Premièrement, cette étude ne restitue que des données animales. Deuxièmement, en raison de la conception longitudinale de l’étude, certains groupes avaient un plus petit nombre de souris, ce qui limite certaines comparaisons statistiques. Troisièmement, l’analyse des charges virales n’a été effectuée que dans les poumons puisque l’objectif était d’étudier la protection contre les infections respiratoires inférieures graves. Les résultats n’ont pas non plus déterminé si une dose de rappel pouvait supprimer ou prévenir une infection symptomatique, une infection asymptomatique et/ou une transmission ultérieure.

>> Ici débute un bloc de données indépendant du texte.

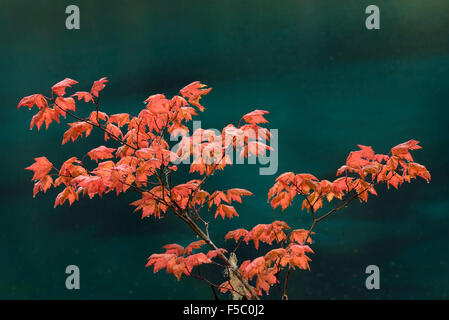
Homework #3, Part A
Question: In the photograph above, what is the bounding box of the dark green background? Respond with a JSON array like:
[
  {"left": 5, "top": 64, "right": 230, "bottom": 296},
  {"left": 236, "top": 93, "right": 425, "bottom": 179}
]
[{"left": 0, "top": 0, "right": 449, "bottom": 299}]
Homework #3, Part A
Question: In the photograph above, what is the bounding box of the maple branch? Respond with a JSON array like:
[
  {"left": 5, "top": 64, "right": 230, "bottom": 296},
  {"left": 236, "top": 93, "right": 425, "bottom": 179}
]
[
  {"left": 51, "top": 98, "right": 138, "bottom": 151},
  {"left": 178, "top": 215, "right": 260, "bottom": 300}
]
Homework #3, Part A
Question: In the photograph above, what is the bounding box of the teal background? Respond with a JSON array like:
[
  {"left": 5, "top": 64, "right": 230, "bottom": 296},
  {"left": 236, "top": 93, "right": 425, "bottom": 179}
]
[{"left": 0, "top": 0, "right": 449, "bottom": 299}]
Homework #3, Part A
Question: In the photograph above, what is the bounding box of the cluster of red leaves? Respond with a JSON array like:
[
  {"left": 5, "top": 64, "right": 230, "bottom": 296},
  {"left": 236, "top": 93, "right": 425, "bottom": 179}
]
[
  {"left": 146, "top": 240, "right": 226, "bottom": 280},
  {"left": 268, "top": 140, "right": 430, "bottom": 212},
  {"left": 18, "top": 78, "right": 270, "bottom": 218},
  {"left": 221, "top": 221, "right": 313, "bottom": 295},
  {"left": 18, "top": 78, "right": 430, "bottom": 298}
]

De plus, des résultats similaires concernant les voies respiratoires supérieures restent insaisissables. Enfin, cette étude a évalué l’immunogénicité acquise contre le SRAS-CoV-2 et l’efficacité protectrice de la dose de vaccination de rappel par ARNm à court terme.
Inférence
Huit mois après les doses de primo-vaccination, une diminution marquée de la réponse immunitaire induite par le vaccin a été observée chez les souris âgées. L’administration d’une dose de rappel a entraîné une augmentation spectaculaire des réponses des anticorps et des lymphocytes T, comme en témoigne la reconnaissance croisée des variantes d’Omicron. Par conséquent, les résultats mettent en évidence que les doses d’immunisation de rappel d’ARNm pourraient potentiellement protéger les populations plus âgées contre les nouvelles variantes du SRAS-CoV-2.
En outre, les résultats ont souligné l’importance de reconnaître l’âge comme un paramètre critique dans la conception actuelle et future des vaccins.
*Avis important
Research Square publie des rapports scientifiques préliminaires qui ne sont pas évalués par des pairs et, par conséquent, ne doivent pas être considérés comme concluants, guider la pratique clinique/les comportements liés à la santé, ou traités comme des informations établies.